Para elaboração da política, o COB contou com a colaboração da ONU Mulheres, com orientações sobre o assunto. Outra referência foi o documento de proteção de atletas contra o abuso e assédio lançado pelo Comitê Olímpico Internacional em novembro de 2017, que engloba todo o Movimento Olímpico e faz parte da Agenda 2020 da entidade internacional.
As denúncias deverão ser feitas através do Canal de Ouvidoria e Ética do COB (https://www.helloethics.com/cob/pt/main.html ou 0800-892-2295) ou presencialmente para o Líder de Conformidade da entidade, que poderá apurar e levar os casos para Conselho de Ética do COB. O Conselho vai julgar e, em caso de procedência, aplicar a punição. Ao acusado será garantida ampla defesa no decorrer do processo. Já durante as competições esportivas, além dos canais disponíveis pelo COB, o Chefe de Missão também terá plenos poderes para receber as denúncias e aplicar penalidades que estiverem em seu alcance.

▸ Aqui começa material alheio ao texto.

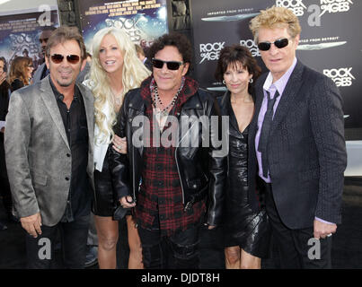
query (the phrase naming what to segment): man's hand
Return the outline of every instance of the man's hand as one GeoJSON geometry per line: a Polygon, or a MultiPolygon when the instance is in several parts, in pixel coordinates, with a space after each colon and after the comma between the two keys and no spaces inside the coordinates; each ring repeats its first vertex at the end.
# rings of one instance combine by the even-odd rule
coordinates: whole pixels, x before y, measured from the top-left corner
{"type": "Polygon", "coordinates": [[[114,135],[113,138],[113,149],[119,153],[127,154],[127,140],[126,137],[119,137],[114,135]]]}
{"type": "Polygon", "coordinates": [[[129,204],[129,203],[132,202],[132,201],[133,201],[133,199],[132,199],[132,197],[129,196],[123,196],[122,198],[119,199],[120,205],[121,205],[123,208],[132,208],[132,207],[135,207],[135,206],[136,206],[136,203],[135,203],[135,202],[132,203],[132,204],[129,204]],[[128,200],[128,201],[127,201],[127,200],[128,200]]]}
{"type": "Polygon", "coordinates": [[[38,234],[41,235],[41,216],[40,213],[34,215],[22,217],[20,222],[22,222],[22,228],[34,239],[38,237],[38,234]]]}
{"type": "Polygon", "coordinates": [[[216,227],[216,225],[208,225],[208,230],[211,230],[216,227]]]}
{"type": "Polygon", "coordinates": [[[315,239],[325,239],[326,236],[331,236],[337,230],[337,224],[330,224],[314,220],[313,236],[315,239]]]}

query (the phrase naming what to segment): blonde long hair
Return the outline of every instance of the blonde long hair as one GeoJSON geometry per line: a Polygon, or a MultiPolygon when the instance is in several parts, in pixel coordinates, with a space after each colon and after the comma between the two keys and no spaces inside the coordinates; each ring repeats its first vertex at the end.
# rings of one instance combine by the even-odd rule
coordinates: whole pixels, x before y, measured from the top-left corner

As iniciativas acerca do tema ganharam força a nível mundial após o escândalo de abuso sexual envolvendo a ginástica artística feminina dos Estados Unidos. No Brasil, a modalidade também protagonizou um episódio dessa natureza, com a denúncia de cerca de 10 atletas contra um o-técnico da seleção masculina, Fernando de Carvalho Lopes.
No mês passado, ele foi julgado pelo Superior Tribunal de Justiça Desportiva da ginástica e pegou pena máxima em todos os artigos nos quais foi denunciado. A punição foi multa de R$ 300 mil e quase quatro anos de suspensão de qualquer atividade vinculada ao esporte. Como a decisão foi em primeira instância, ele pode recorrer.